Yesterday, the Arizona House passed an omni-bus anti-choice law that included a ban on abortion past 20 weeks. These 20 week bans are all the rage now in anti-choice legislating, and proposals for 20 week bans have been popping up all over the country in the last few years. The fact that this most recent ban passed in Arizona, however, hit a nerve.
As you probably know, Arizona has one of the harshest anti-immigrant laws in the nation. And laws that criminalize immigrants and create harsh enforcement procedures do damage on a lot of fronts: they split families, they cost a lot of money. But anti-immigrant sentiment also has an effect on health. It is laws like these and the sentiment behind them that put up barriers to health care access for immigrants. Many immigrants, even some with legal documentation, cannot access public health care programs like Medicaid even if otherwise eligible; others who have found places where they could access health care that is affordable avoid going for fear that accessing this care will alert immigration authorities, or because the authorities have set up shop and are waiting outside the clinic (a practice our activists have witnessed and told us about). And abortion is health care.

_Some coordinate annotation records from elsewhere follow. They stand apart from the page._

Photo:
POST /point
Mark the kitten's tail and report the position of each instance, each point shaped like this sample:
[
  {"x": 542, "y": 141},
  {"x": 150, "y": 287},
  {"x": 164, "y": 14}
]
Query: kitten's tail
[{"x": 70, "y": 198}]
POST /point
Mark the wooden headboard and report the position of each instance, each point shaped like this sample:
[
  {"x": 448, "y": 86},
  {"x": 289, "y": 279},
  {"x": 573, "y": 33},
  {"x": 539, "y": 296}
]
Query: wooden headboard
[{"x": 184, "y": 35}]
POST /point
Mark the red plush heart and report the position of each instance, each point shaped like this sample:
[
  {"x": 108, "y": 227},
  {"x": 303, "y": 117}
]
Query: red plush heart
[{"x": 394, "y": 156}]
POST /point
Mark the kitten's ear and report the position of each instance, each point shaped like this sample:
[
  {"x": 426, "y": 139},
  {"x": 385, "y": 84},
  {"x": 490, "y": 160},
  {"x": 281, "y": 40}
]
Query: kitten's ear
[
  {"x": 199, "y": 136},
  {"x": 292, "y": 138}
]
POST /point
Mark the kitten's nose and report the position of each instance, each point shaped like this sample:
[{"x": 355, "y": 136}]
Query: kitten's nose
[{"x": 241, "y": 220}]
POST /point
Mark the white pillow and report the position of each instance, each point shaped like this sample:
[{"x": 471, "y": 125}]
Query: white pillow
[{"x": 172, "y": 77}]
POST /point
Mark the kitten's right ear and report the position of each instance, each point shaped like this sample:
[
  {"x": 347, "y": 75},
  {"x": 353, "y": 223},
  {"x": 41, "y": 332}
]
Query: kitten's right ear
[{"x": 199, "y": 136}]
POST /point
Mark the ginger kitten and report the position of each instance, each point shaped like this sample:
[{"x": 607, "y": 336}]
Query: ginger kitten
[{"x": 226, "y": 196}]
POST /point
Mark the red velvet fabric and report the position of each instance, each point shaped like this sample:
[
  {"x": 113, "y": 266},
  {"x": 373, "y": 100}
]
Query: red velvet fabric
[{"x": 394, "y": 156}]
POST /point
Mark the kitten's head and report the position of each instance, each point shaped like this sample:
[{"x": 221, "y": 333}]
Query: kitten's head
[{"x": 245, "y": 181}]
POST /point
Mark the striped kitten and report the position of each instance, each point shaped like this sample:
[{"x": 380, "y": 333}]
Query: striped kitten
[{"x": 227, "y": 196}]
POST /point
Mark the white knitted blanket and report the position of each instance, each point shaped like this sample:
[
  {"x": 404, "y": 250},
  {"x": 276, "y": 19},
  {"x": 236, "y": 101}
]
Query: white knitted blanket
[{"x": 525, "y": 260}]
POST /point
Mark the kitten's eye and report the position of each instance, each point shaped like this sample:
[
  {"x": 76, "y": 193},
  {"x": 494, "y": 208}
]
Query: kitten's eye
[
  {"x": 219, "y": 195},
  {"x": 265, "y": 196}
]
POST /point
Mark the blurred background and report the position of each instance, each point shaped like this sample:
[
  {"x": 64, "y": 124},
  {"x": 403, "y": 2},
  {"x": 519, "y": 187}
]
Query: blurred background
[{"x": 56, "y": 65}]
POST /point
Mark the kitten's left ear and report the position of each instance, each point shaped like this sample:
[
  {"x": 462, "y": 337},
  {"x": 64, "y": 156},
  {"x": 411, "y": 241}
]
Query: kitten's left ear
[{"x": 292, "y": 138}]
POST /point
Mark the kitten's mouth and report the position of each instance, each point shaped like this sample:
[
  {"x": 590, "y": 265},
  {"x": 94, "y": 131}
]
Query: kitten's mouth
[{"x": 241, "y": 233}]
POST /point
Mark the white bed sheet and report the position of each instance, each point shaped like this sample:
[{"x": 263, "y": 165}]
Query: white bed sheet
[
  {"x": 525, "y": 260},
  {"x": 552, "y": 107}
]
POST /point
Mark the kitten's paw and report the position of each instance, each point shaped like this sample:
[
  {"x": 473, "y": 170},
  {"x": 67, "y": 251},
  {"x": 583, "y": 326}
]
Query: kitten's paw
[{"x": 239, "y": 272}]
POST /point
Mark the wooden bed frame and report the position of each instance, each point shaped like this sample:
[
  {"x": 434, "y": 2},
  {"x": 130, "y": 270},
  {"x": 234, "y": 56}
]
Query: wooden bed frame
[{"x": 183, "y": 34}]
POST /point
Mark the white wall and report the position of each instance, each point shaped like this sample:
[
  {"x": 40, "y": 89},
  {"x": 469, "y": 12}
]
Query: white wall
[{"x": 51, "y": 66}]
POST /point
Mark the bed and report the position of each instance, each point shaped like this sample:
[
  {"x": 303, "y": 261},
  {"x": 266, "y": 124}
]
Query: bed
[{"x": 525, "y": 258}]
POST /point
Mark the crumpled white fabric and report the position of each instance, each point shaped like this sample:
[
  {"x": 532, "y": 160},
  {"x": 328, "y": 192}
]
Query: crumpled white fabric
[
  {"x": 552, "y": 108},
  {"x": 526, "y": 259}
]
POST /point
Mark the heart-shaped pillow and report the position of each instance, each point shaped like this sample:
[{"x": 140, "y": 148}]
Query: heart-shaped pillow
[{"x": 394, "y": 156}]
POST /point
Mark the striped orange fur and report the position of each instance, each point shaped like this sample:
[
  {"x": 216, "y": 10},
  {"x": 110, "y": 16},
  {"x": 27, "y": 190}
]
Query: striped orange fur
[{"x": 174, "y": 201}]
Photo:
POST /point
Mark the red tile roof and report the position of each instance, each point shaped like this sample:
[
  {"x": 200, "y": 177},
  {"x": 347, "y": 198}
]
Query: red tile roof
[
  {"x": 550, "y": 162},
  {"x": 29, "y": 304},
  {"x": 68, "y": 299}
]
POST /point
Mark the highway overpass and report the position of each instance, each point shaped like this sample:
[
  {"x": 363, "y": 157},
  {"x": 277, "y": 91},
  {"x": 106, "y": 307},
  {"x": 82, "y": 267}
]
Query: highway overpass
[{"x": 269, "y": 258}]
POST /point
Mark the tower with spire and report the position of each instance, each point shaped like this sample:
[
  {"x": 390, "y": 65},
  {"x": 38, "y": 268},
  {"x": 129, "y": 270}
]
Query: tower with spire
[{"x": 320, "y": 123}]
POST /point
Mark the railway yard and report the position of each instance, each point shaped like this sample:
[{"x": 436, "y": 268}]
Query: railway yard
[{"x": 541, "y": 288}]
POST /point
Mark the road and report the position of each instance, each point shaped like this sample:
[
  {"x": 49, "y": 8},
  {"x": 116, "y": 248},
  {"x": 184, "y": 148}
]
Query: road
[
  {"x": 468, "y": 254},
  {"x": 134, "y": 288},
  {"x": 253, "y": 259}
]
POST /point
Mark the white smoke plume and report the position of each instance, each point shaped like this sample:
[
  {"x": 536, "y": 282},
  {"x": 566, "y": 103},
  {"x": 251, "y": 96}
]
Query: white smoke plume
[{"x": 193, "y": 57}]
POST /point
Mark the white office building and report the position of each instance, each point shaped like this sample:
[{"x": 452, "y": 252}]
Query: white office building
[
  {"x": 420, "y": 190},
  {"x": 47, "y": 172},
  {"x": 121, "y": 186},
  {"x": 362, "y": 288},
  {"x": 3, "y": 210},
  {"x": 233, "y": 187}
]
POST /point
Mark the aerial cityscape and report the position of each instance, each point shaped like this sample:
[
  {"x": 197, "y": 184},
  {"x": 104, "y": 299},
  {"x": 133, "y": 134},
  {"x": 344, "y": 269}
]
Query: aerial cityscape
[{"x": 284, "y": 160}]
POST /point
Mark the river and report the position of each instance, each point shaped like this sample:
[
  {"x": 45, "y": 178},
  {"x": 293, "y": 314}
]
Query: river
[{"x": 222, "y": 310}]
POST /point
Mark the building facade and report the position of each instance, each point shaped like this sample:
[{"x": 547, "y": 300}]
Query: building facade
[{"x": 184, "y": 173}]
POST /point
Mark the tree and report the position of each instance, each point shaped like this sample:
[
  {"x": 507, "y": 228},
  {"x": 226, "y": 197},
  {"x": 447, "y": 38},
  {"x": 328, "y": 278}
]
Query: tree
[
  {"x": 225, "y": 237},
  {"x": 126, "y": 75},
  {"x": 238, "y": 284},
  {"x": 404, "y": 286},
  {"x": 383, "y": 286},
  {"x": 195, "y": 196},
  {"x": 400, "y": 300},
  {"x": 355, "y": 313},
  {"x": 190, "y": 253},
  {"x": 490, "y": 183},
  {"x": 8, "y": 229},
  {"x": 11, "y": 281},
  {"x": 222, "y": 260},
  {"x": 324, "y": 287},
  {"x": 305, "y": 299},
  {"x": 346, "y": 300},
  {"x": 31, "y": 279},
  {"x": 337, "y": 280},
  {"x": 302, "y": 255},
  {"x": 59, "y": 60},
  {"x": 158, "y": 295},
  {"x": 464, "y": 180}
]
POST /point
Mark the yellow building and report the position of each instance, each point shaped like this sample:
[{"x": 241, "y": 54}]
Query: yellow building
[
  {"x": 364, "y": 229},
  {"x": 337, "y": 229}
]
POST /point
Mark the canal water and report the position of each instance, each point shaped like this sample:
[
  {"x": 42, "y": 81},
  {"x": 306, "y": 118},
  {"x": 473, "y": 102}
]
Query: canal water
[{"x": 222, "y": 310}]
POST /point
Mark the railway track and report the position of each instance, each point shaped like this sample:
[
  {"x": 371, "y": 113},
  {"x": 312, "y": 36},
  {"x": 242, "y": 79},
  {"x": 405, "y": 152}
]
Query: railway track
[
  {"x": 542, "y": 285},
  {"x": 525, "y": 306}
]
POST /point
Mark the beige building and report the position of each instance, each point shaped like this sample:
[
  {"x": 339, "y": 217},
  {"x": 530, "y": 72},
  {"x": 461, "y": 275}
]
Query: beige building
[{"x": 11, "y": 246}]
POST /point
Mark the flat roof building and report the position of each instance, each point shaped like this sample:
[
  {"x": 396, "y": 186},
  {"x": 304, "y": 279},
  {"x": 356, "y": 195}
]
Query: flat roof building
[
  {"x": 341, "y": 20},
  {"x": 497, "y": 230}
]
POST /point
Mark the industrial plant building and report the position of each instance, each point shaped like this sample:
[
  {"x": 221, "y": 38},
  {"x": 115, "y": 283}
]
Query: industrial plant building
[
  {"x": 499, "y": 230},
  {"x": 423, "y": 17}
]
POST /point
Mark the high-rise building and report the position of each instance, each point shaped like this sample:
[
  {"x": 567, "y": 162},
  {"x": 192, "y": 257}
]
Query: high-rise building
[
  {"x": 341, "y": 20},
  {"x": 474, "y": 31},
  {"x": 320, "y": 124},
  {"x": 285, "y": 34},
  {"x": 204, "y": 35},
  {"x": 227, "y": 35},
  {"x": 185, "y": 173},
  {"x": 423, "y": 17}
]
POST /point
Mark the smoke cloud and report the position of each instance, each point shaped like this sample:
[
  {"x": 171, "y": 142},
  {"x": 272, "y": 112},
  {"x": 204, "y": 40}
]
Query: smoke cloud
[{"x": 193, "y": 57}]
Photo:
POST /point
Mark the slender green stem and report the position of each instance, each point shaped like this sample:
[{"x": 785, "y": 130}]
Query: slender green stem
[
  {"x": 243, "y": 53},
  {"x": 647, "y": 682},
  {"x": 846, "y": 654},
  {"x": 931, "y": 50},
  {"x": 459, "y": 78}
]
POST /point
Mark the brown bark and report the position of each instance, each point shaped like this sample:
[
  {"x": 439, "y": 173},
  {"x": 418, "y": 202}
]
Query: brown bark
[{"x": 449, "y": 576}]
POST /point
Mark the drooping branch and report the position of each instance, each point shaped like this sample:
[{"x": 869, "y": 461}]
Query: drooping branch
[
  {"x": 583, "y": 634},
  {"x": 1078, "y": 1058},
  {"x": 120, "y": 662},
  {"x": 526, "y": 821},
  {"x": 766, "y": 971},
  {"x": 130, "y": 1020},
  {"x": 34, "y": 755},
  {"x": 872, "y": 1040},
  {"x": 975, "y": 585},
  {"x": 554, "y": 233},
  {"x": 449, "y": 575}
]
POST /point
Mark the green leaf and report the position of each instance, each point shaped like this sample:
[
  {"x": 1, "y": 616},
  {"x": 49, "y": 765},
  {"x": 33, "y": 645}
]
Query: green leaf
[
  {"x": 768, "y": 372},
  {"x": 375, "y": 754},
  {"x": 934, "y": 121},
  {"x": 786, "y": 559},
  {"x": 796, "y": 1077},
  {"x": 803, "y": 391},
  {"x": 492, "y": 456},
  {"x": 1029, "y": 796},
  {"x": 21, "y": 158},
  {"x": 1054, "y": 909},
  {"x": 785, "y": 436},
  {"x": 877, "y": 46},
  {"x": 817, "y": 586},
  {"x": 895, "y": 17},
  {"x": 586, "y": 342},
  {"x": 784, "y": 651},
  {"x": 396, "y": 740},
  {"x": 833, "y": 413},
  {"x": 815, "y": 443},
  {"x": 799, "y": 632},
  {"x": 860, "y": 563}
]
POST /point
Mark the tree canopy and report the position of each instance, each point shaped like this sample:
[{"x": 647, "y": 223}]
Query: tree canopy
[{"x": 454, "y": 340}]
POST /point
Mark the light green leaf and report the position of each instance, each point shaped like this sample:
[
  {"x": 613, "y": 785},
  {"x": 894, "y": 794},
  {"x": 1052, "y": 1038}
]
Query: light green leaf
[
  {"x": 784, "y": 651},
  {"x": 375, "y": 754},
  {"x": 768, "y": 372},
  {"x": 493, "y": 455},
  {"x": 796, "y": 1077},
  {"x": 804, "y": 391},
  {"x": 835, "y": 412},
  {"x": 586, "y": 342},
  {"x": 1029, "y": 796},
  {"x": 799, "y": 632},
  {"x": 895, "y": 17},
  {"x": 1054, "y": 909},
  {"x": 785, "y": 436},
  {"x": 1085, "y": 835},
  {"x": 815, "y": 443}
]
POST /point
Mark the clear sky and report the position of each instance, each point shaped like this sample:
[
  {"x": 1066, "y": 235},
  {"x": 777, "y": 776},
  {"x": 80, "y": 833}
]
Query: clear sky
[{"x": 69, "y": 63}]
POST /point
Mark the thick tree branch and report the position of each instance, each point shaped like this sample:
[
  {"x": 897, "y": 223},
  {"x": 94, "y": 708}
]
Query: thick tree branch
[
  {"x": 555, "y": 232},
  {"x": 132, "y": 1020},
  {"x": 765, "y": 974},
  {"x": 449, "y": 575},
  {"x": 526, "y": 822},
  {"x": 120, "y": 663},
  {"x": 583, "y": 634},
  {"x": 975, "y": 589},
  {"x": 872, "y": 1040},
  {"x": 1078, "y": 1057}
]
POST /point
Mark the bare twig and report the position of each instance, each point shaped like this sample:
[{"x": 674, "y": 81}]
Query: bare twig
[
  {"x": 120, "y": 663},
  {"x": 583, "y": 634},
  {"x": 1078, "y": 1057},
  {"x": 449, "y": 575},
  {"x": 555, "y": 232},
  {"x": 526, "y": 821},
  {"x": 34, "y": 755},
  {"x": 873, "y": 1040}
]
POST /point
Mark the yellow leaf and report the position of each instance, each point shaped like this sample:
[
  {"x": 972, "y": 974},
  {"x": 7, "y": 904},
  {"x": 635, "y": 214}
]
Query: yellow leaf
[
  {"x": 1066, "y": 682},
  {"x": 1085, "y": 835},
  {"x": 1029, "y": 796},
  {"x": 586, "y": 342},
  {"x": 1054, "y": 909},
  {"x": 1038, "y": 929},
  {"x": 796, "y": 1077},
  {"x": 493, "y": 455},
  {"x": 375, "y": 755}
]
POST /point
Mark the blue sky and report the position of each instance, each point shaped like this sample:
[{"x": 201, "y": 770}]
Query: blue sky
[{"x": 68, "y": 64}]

You see, there are many barriers to obtaining safe, legal abortion services, and access to health care is a huge issue for immigrant women. Barriers to health care add time: time to gather up the money for the procedure, time to travel to a location where there is a provider, waiting periods, ultrasound appointments…it all adds up. For immigrant women in states like Arizona, who face many barriers in obtaining health care and abortion services, it takes time to get all the ducks in a row to get the services they need, and this ban will impact them the hardest. An abortion is not cheap, and it only gets more expensive as the weeks keep moving along; a woman may have gathered what she thinks is enough money for a procedure only to find that the price has gone up, meaning she will need more time – during which the procedure just gets more expensive.
It’s important to look at all of these systems together, for they paint a picture of who will be most affected. As usual, it is low-income women and immigrant women.